Increased Social Security benefits, especially in the late 1960s and 1970s, and increased educational attainment are among the other factors that also have played a role, Meyer and Sullivan write.
Said Stevens, “If you measure poverty by looking at data on consumption … you get a more optimistic picture. Those numbers actually suggest that people at the bottom are substantially better off today than back when the war on poverty started.”
In 2011, the earned income tax credit kept 6 million people above the poverty line. Food stamps did so for 4 million people.
Food stamps may do more than that, however.
Hilary Hoynes, a UC Berkeley economist affiliated with the UCD research center, on Thursday presented a study that found that those with exposure to food stamps up to age 5 have a reduced incidence of obesity, high blood pressure, diabetes and heart disease in adulthood.
“The differences are significant,” she said. “We find that having exposure through age 5 versus not having food stamps at all leads to more than a 10 percentage-point difference in the risk of obesity.”

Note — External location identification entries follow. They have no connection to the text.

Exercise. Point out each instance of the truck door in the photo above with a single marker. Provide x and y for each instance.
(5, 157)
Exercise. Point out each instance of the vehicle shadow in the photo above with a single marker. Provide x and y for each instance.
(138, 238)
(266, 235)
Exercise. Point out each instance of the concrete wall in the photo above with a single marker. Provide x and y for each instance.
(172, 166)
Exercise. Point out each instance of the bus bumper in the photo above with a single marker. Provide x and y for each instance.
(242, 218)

Hoynes and her co-authors, Diane Whitmore Schanzenbach of Northwestern University and Douglas Almond of Columbia University, looked at about 3,000 people born between 1956 and 1981 whose parents had less than a high school education.
Because the food stamp program (now officially called the Supplemental Nutrition Assistance Program) was rolled out between 1961 and 1975, it allowed the researchers to compare the long-term health of their subjects to the varied availability of the assistance.
Previous research has shown that exposure to better nutrition in early life reduces later-life chronic conditions. Scientists believe that’s because the metabolic system develops in response to available nutrients.
“To date, there has not been much interest in whether these sort of general assistance programs could lead to effects on health,” Hoynes said. “No one has really thought that this would matter.
“The work has been much more about to what extent does it change what people eat and to what extent does it remove people from poverty, which is really important, and people also look at to what extent does providing this assistance cause any reductions in work effort. That’s where most of the debate has been …
“We still need to think of the bigger picture of the costs versus the benefits of this program, but what we’re looking at no one has really looked at before.”
Hoynes said it is important to note that those she studied remained relatively young, so only time will tell if the differences hold over their full lifetimes.
The study also found a positive, though not statistically significant, association between early exposure to food stamps and adult income for women.